Re: [PATCH RFC] sched: Add a per-thread core scheduling interface
From: Joel Fernandes
Date: Thu May 21 2020 - 16:40:48 EST
Hi Linus,
On Thu, May 21, 2020 at 11:31:38AM -0700, Linus Torvalds wrote:
> On Wed, May 20, 2020 at 3:26 PM Joel Fernandes (Google)
> <joel@xxxxxxxxxxxxxxxxx> wrote:
> >
> > ChromeOS will use core-scheduling to securely enable hyperthreading.
> > This cuts down the keypress latency in Google docs from 150ms to 50ms
> > while improving the camera streaming frame rate by ~3%.
>
> I'm assuming this is "compared to SMT disabled"?
Yes this is compared to SMT disabled, I'll improve the commit message.
> What is the cost compared to "SMT enabled but no core scheduling"?

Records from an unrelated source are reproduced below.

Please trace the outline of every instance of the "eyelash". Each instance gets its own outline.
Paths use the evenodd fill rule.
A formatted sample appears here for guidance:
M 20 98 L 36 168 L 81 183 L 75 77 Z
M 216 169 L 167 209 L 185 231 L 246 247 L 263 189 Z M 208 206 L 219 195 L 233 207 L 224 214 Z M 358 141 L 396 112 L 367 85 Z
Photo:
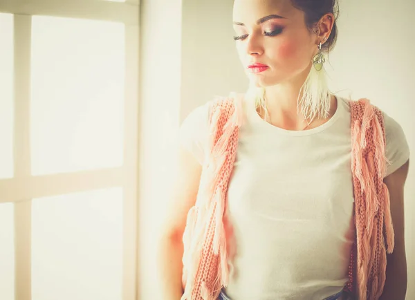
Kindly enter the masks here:
M 266 35 L 267 37 L 275 37 L 275 35 L 279 35 L 282 32 L 282 28 L 278 28 L 278 29 L 275 30 L 274 31 L 271 31 L 270 32 L 264 31 L 264 35 Z M 248 37 L 248 35 L 239 35 L 239 36 L 234 37 L 234 41 L 243 40 L 246 37 Z

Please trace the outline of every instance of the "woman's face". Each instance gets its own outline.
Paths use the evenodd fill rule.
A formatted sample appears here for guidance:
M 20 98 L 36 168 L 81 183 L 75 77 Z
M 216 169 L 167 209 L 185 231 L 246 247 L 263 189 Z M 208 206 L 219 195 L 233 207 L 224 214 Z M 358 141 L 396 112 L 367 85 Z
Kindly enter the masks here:
M 295 80 L 309 69 L 317 35 L 290 0 L 235 0 L 233 21 L 239 59 L 256 86 Z M 255 63 L 268 68 L 248 68 Z

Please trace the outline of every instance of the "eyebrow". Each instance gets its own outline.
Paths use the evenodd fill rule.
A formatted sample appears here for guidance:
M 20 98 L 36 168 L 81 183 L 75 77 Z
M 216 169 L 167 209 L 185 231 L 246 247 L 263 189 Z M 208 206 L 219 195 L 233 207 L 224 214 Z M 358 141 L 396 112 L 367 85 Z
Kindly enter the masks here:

With SMT enabled and no core scheduling, it is around 40ms in the higher
percentiles. Also one more thing I wanted to mention, this is the 90th
percentile.
> But the real reason I'm piping up is that your latency benchmark
> sounds very cool.
>
> Generally throughput benchmarks are much easier to do, how do you do
> this latency benchmark, and is it perhaps something that could be run
> more widely (ie I'm thinking that if it's generic enough and stable
> enough to be run by some of the performance regression checking
> robots, it would be a much more interesting test-case than some of the
> ones they run right now...)
Glad you like it! The metric is calculated with a timestamp of when the
driver says the key was pressed, up until when the GPU says we've drawn
pixels in response.
The test requires a mostly only requires Chrome browser. It opens some
pre-existing test URLs (a google doc, a window that opens a camera stream and
another window that decodes video). This metric is already calculated in
Chrome, we just scrape it from
chrome://histograms/Event.Latency.EndToEnd.KeyPress. If you install Chrome,
you can goto this link and see the histogram. We open a Google docs window
and synthetically input keys into it with a camera stream and video decoding
running in other windows which gives the CPUs a good beating. Then we collect
roughly the 90th percentile keypress latency from the above histogram and the
camera and decoded video's FPS, among other things. There is a test in the
works that my colleagues are writing to run the full Google hangout video
chatting stack to stress the system more (versus just the camera stream). I
guess if the robots can somehow input keys into the Google docs and open the
right windows, then it is just a matter of scraping the histogram.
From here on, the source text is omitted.